Speaking about putting for a moment,
I can’t express how important the applications of TGM are in the smallest of strokes… putting.
There is a lot of talk about power, dynamics, and how to use the golfing machine to maximize power accumulators to create the amazing wallop into ball, hitting or swinging.
In my studies of TGM with both Ben Doyle, Greg Mc Hatton, and other TGM players, very rarely did putting come up in conversation about G.O.L.F.
I have to admit, that in my quest to REALLY learn how to putt, the best lesson I ever received was from a well known Canadian senior teacher who was recommended to me by both Moe Norman and Bob Panasik.
His name …Alvie Thompson. Alvie told me more about putting in 30 minutes than I had learned in 20 years on my own. My one lesson with him took place in a coffee shop at Mc Cleary Golf Club in Vancouver.
Everything I had learned and worked on my whole life just went right out the window. What he said made more sense than anything I had ever learned from anyone or found out myself about putting.
Amazingly, nothing was more “golfing machine” than what he said.
My old way was stiff wrists, straight back, straight through, practicing
through a Pelz track with rails, neutral grip position.
His way was extreme weak left hand, extreme strong right hand,
4 opposing pressure points in both hands. Free loose wrists, firm but flexible (sound familiar?) steep downward angle of approach (divot) and a plane shift (loop).

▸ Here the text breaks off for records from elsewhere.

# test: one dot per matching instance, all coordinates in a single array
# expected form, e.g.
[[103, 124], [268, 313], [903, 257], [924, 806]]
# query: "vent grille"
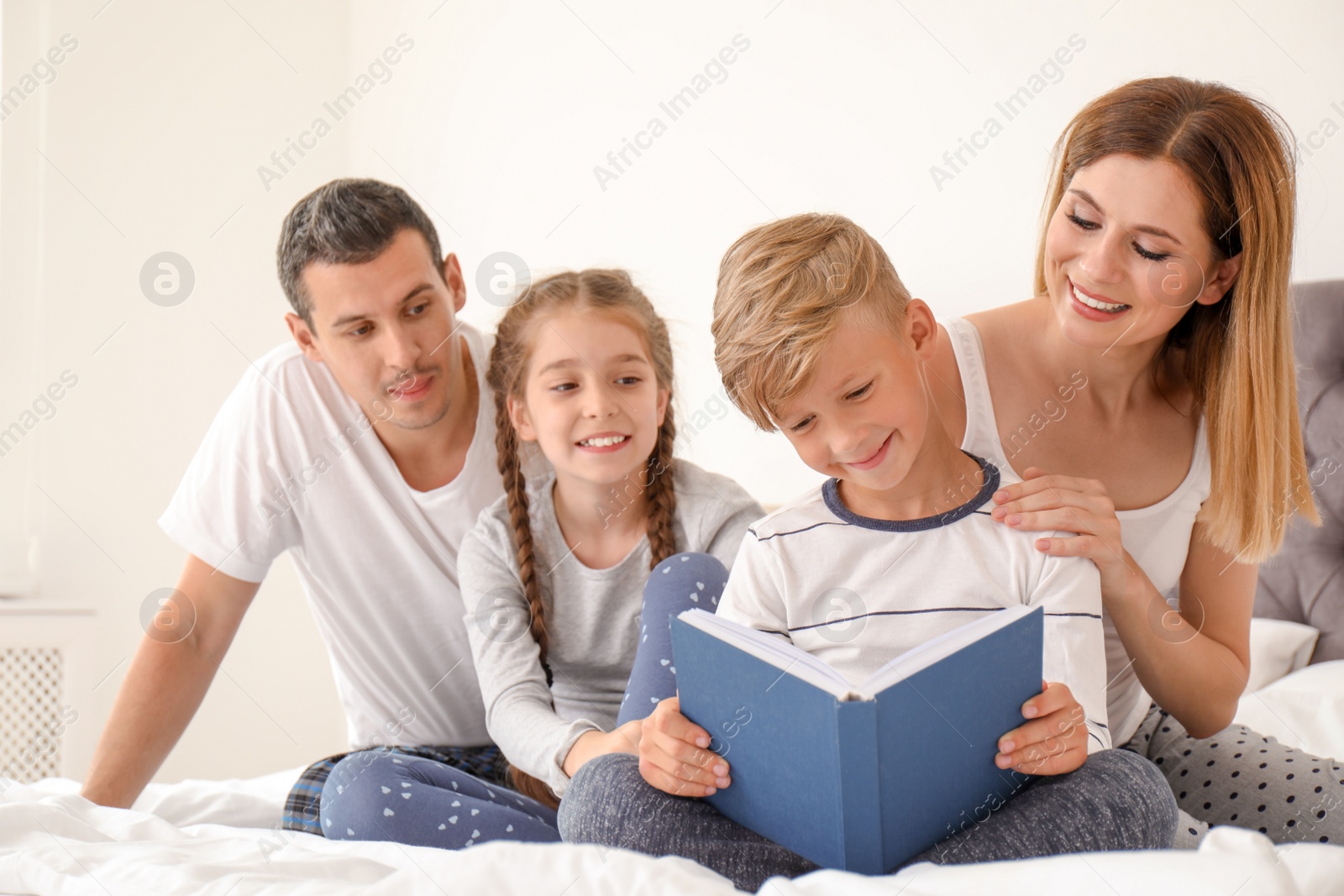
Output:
[[30, 712]]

He was big on different stance and weight distribution alignments depending upon left to right, right to left, uphill, downhill. Reverse loft of the putter face was big on his ideals as well. It took me about 6 weeks to incorporate these ideas into my putting stroke and this soon manifested into having a run of shooting 37 under par in a three week period of competitive golf. I have never putted “bad” for any extended period since.
Everything Alvie taught me was easily transposed into golf machine ideology. It was the single best lesson I have ever had.
My putter is zero loft, so with a slight drag of the clubhead through impact, I do de-loft the putterhead to some degree, and I line up slightly left of target, incorporate a very subtle loop and push the ball slightly to the right as I drag the clubhead slightly toward the inside quadrant of the ball. My practice strokes are always into the ground
braising the ground.
breaking down the left wrist (hinge) during the putting stroke is fatal…
by turning the hands out, the left wrist can’t break down, it kind of locks the hands together in a way that the bones in the wrists just won’t allow it… this is the idea of the long putters, belly putters… takes the breaking of the left wrist out of the equation… with this grip and hand position, you really don’t have to resort to a belly or long putter…
Cory Pavin comes to mind as someone who used this grip in his heyday.
You certainly don’t need to use all four accumulators in putting…
extreme precision is the name of this part of the game…
the palms would be both facing away from the body, not facing one another… Alvie really believed the hands just work better in this position for putting, I might suppose that because of the tendency for deceleration in putting, clubhead throwaway, he believed that with the hands in this position it helps to solidify the left side, and if you keep the putterhead moving down and out, and even into the ground, it all really works well, and is in complete harmony with G.O.L.F.
Gary Player used to take divots while putting quite often. Great putter and a wonderful application of golf machine ideals.